Quer pasticciaccio brutto de via Merulana ha cambiato veste e struttura prima di approdare alla sua forma-romanzo nel 1957, dopo che, su proposta di Livio Garzanti, l’ingegnere lombardo unì in un unico libro le cinque puntate uscite precedentemente sulla rivista «Letteratura». La riscrittura ha chiesto tempo e dedizione, tanto che Gadda si licenziò dalla Rai dove lavorava per occuparsi interamente della revisione del Pasticciaccio: al termine del lavoro ne risultò quella miscela di linguaggi e generi che innalzarono Gadda all’attenzione del grande pubblico, dopo i riconoscimenti fin ad allora espressi da una sola parte di critica.

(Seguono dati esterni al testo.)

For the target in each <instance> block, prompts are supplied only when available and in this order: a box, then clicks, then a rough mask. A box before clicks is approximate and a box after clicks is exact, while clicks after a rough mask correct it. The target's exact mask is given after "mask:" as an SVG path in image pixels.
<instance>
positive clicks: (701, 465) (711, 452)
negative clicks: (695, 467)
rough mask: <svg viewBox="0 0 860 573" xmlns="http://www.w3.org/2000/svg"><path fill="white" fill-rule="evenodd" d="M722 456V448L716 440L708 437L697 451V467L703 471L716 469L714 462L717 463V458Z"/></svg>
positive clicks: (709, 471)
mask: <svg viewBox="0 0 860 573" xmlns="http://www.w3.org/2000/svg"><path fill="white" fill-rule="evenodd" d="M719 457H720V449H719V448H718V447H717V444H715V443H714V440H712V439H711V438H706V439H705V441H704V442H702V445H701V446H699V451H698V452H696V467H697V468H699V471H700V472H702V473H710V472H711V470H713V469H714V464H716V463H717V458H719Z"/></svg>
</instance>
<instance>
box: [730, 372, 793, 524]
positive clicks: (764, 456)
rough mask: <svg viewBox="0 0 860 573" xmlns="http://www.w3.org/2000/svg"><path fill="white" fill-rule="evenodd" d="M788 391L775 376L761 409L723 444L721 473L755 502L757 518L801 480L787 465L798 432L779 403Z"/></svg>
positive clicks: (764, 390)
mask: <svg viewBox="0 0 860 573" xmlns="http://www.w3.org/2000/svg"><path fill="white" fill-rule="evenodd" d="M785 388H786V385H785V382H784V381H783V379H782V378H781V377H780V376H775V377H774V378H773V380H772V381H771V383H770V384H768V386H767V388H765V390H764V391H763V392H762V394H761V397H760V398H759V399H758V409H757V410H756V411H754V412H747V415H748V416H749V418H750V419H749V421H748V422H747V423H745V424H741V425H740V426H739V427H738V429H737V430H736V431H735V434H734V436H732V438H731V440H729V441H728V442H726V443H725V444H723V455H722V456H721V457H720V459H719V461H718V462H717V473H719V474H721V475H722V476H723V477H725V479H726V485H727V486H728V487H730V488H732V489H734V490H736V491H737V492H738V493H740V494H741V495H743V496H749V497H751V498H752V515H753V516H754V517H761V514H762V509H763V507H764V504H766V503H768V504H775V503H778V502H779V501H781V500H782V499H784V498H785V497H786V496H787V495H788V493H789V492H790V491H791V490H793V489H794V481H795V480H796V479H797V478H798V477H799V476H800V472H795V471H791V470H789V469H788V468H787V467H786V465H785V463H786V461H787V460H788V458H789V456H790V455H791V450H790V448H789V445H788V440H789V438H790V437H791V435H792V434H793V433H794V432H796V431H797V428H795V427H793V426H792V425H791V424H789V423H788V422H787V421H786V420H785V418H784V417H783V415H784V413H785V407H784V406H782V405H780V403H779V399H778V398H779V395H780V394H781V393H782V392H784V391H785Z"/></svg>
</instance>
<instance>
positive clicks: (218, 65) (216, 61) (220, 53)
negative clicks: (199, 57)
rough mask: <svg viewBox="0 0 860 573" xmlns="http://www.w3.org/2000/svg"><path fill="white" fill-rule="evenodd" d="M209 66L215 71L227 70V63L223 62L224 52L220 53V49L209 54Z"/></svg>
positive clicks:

È un romanzo che contiene tanti romanzi: c’è il noir, c’è il poliziesco, c’è un trattato di sociologia applicata sul ventennale flagello fascista, […] c’è una storia d’amore nascosta tra il protagonista, il commissario Ingravallo e Liliana Balducci; […] e poi come per tante cose che ci colpiscono e ci toccano c’è qualcosa di misterioso che non potrà mai essere spiegato fino in fondo.
Quel senso di mistero di cui parla l’attore-regista Fabrizio Gifuni è enfatizzato dal finale non canonico che Carlo Emilio Gadda scelse per il Pasticciaccio. Perché seppur si può intuire verso chi convergono le indagini di Ingravallo, il romanzo resterà senza un colpevole, e le rinnovate promesse dello scrittore a Garzanti, di tornare sulla materia per scrivere una seconda parte, non saranno mai soddisfatte.
Fabrizio Gifuni ci ha parlato del capolavoro gaddiano al termine della nostra intervista sul suo ultimo lavoro, intitolato Con il vostro irridente silenzio, un libro edito da Feltrinelli, ma anche uno spettacolo teatrale andato in scena al Teatro Franco Parenti di Milano. Tra i motivi che fanno di Quer pasticciaccio uno dei libri più significativi della sua vita - e aggiungiamo della vita di molti - c’è ovviamente quel groviglio di lingue, stilemi, neologismi e registri che sono la cifra distintiva di tutta l’opera gaddiana.
Nel 2023 ricorrevano i cinquant’anni dalla morte dello scrittore, celebrato con numerosi omaggi e iniziative, non per ultima la creazione della rivista «Gaddus» nata sotto la direzione di Mariarosa Bricchi, Paola Italia, Claudio Vela e Giorgio Pinotti (intervistato proprio in occasione della nuova pubblicazione del Giornale di guerra e di prigionia, per Adelphi).
Leggere Carlo Emilio Gadda significa misurarsi con la portata della nostra lingua, significa riportare nel presente, sempre più impoverito dalla superficialità e dalla ristrettezza – di tempo, di voglia, pure di vocaboli – una riflessione sull’importanza delle parole, sul loro multiuso, sulla loro variabile sonorità: significa esplicitare quella funzione che un importante critico come Gianfranco Contini ha attribuito ormai tempo fa all’ingegnere.